Seqanswers Leaderboard Ad



No announcement yet.
  • Filter
  • Time
  • Show
Clear All
new posts

  • Mitochondria genome-denovo assembly

    Hi all,

    I am trying to assemble plant mitochondria genome. The method I follow is to extract mitochondria reads from genomic reads (sequenced WGS approach using hiseq 2000, illumina paired-end reads)
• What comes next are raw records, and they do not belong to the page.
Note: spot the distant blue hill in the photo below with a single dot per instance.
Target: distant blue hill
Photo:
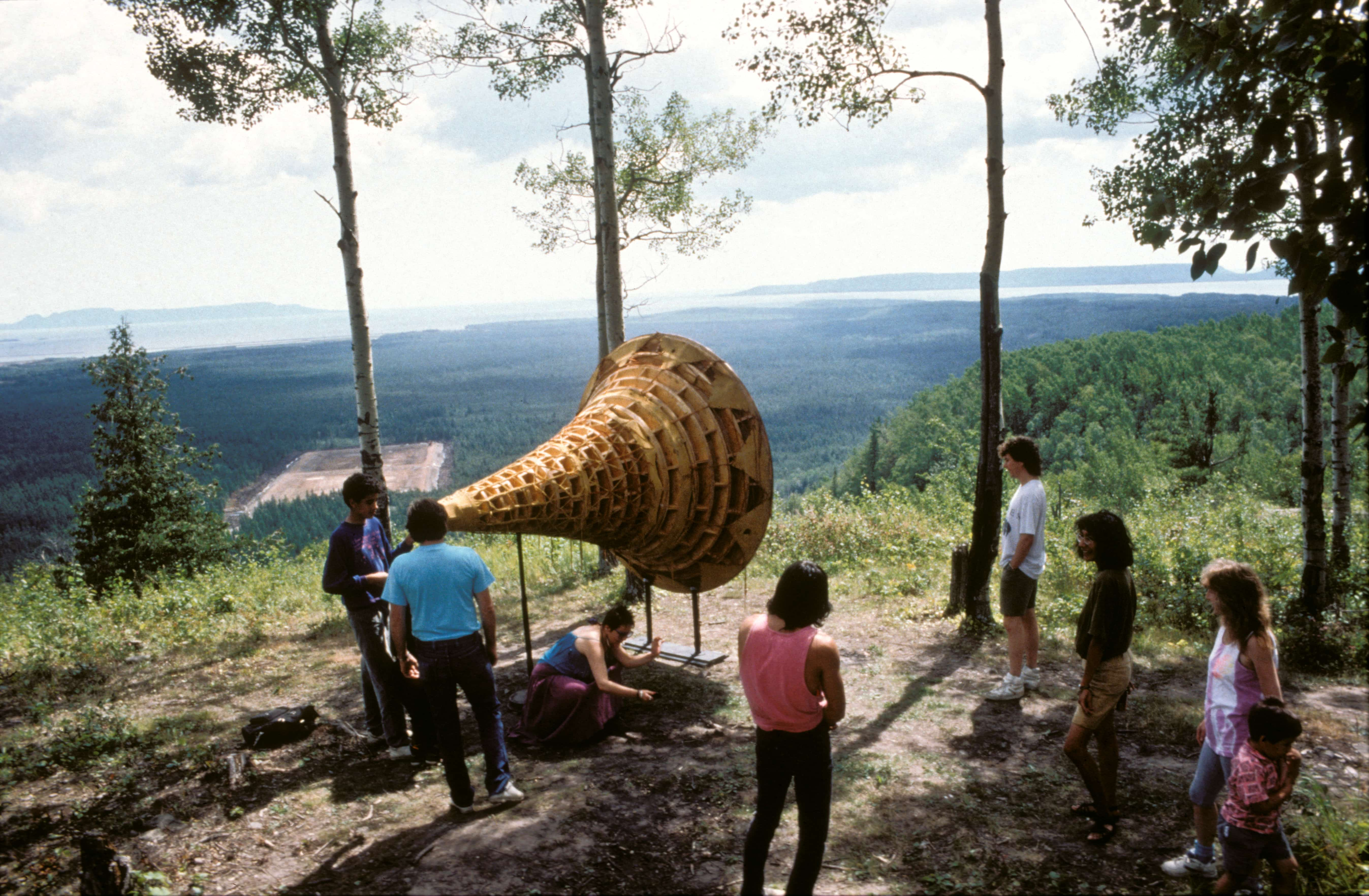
(1108, 276)
(110, 318)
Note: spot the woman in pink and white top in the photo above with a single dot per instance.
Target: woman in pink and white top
(793, 683)
(1242, 669)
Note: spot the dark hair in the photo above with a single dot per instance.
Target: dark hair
(1023, 451)
(618, 616)
(1271, 722)
(801, 596)
(428, 520)
(1112, 541)
(1245, 606)
(359, 488)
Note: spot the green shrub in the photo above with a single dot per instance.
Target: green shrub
(1331, 842)
(94, 732)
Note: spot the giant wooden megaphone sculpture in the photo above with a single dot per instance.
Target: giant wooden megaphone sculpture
(666, 464)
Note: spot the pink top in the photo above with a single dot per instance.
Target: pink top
(1231, 691)
(773, 678)
(1253, 779)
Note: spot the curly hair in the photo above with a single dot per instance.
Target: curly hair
(1241, 598)
(1112, 541)
(801, 596)
(618, 616)
(359, 488)
(426, 520)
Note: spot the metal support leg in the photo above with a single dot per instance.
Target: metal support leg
(522, 587)
(699, 644)
(648, 612)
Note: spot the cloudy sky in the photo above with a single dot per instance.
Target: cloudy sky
(109, 199)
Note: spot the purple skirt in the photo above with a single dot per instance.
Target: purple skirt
(562, 711)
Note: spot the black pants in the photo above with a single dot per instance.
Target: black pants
(807, 761)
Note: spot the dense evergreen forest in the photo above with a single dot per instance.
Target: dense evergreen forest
(1136, 410)
(821, 373)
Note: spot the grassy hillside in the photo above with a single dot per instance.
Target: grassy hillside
(819, 371)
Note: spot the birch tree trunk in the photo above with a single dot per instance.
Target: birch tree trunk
(1313, 455)
(367, 417)
(989, 477)
(1342, 373)
(606, 188)
(602, 307)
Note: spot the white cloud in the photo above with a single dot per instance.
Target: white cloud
(110, 199)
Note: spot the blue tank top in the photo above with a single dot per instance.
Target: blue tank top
(564, 659)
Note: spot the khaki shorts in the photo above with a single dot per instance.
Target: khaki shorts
(1109, 683)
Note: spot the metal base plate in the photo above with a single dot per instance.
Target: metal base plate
(677, 653)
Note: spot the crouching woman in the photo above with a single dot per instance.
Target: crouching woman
(577, 689)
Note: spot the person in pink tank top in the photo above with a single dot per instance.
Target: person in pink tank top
(793, 683)
(1244, 668)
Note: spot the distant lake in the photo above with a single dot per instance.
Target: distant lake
(32, 345)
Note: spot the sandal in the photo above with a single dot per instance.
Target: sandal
(1103, 831)
(1089, 810)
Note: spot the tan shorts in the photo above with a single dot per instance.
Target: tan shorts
(1109, 683)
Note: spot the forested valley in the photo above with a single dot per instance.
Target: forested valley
(821, 371)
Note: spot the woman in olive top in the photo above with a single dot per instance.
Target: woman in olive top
(1103, 641)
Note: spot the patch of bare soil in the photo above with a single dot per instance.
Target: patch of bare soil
(936, 789)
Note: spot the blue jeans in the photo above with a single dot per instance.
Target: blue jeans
(1209, 778)
(443, 667)
(806, 760)
(387, 680)
(385, 693)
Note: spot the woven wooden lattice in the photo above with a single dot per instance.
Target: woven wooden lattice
(666, 464)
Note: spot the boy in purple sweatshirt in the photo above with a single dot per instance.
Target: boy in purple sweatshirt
(356, 568)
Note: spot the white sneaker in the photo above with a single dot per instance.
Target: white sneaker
(1189, 864)
(1011, 689)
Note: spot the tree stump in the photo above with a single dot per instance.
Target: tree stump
(103, 871)
(959, 579)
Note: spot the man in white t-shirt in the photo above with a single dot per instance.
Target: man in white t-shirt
(1023, 562)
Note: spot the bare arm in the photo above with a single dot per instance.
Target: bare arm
(595, 654)
(641, 660)
(399, 638)
(829, 661)
(1092, 663)
(1263, 656)
(488, 624)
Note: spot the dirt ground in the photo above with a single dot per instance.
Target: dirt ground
(411, 467)
(936, 790)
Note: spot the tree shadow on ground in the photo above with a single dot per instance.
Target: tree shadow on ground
(945, 659)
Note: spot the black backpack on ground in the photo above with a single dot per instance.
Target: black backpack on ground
(278, 727)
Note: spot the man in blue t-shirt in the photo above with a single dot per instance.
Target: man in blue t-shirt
(358, 564)
(443, 585)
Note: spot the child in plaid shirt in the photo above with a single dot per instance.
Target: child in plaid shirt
(1263, 775)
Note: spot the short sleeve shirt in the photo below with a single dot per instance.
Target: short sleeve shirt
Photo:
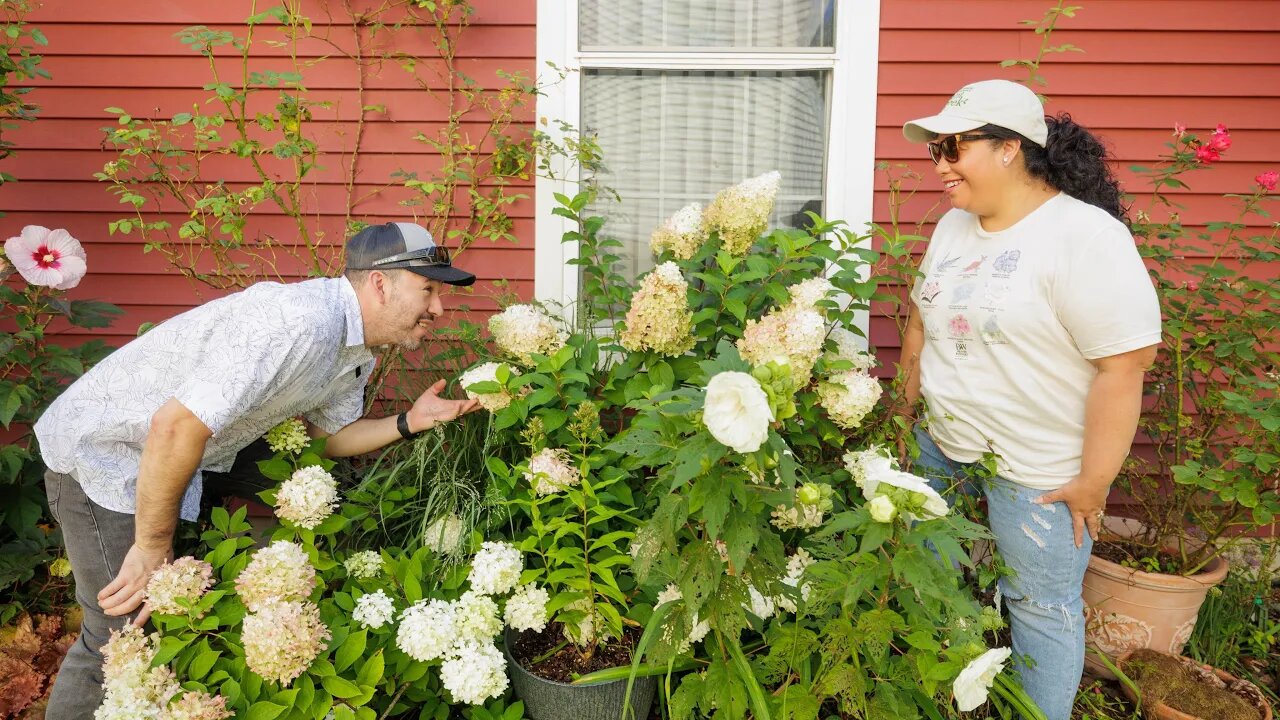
(242, 364)
(1011, 322)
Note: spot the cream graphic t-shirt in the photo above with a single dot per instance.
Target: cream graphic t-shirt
(1011, 320)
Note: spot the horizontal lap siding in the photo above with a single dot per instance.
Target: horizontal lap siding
(1146, 65)
(126, 54)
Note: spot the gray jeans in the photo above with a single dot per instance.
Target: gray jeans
(96, 542)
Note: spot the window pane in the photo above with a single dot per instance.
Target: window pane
(672, 137)
(705, 23)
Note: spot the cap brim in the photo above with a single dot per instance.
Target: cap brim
(444, 273)
(928, 128)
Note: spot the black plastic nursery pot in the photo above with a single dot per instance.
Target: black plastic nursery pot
(549, 700)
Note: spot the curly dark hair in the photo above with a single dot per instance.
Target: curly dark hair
(1073, 160)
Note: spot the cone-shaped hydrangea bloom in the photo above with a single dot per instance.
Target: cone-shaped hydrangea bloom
(279, 572)
(682, 233)
(521, 331)
(307, 497)
(186, 578)
(282, 639)
(659, 318)
(741, 213)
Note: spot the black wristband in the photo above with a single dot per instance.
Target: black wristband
(402, 425)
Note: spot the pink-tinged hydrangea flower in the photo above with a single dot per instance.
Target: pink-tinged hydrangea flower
(307, 497)
(48, 258)
(794, 332)
(551, 472)
(196, 705)
(280, 572)
(682, 233)
(741, 213)
(659, 318)
(522, 331)
(183, 579)
(849, 396)
(282, 639)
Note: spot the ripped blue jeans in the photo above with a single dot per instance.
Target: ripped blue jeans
(1037, 542)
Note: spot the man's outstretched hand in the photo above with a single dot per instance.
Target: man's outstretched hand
(430, 409)
(127, 592)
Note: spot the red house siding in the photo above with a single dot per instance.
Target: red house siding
(126, 54)
(1146, 65)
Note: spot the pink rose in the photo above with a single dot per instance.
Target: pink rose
(1220, 140)
(46, 258)
(1207, 154)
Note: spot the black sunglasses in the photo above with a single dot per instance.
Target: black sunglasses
(949, 146)
(434, 255)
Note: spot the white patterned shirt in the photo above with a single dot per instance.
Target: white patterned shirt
(242, 364)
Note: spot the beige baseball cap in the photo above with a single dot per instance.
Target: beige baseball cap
(992, 101)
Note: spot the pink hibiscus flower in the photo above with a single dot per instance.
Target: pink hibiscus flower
(46, 258)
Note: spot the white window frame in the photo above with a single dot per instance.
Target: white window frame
(850, 169)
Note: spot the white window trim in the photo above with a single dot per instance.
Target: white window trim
(850, 172)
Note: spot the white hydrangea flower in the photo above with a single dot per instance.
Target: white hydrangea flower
(526, 609)
(365, 564)
(488, 372)
(849, 396)
(476, 618)
(374, 610)
(882, 509)
(522, 331)
(280, 572)
(551, 472)
(737, 411)
(307, 497)
(849, 347)
(972, 686)
(496, 569)
(868, 465)
(428, 629)
(476, 673)
(291, 436)
(444, 534)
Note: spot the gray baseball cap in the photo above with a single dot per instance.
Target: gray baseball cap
(403, 246)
    1. I have downloaded all mitochondrial genomes of plants and indexed as reference genome using BWA
    2. The raw paried-end reads were filtered (adapter & low quality reads filtered) which passed fastqc tool test. The fastqc passed filtered reads were interleaved using using perl script and used as single-end sequence. These single-end sequence were mapped to mitochondiral reference genome using BWA
    3. Then mapped reads are extracted using samtools -F 4 option and got output in bam format
    4. Using picard, bam format converted to fastq format
    5.Before doing denovo assembly, I checked with fastqc, it failed in following
    (i)FAIL-Per sequence GC content
    (ii)FAIL-Sequence Duplication Levels
    (iii)FAIL-Overrepresented sequences
    (iv)FAIL-Kmer Content

    My questions
    (i) what I can I improve the reads before denovo assembly of mitochondrial reads?
    (ii) Which better tool to assembly mitochondrial genome velvet or soapdenovo?. How much kmer size can be used?

  • #2
    I would try MITObim, which uses the MIRA assembler iteratively:


    • #3
      Originally posted by bioman1 View Post
      5.Before doing denovo assembly, I checked with fastqc, it failed in following
      (i)FAIL-Per sequence GC content
      (ii)FAIL-Sequence Duplication Levels
      (iii)FAIL-Overrepresented sequences
      (iv)FAIL-Kmer Content

      My questions
      (i) what I can I improve the reads before denovo assembly of mitochondrial reads?
      Don't get hung up on the FastQC report. You have created a very small subset of the total input reads, and a subset which likely represents an extreme fold coverage of the Mt genome. The FastQC results you are seeing are probably to be expected given the input.


      • #4
        It's always good to have more than one way to do something to add confidence that your results are correct.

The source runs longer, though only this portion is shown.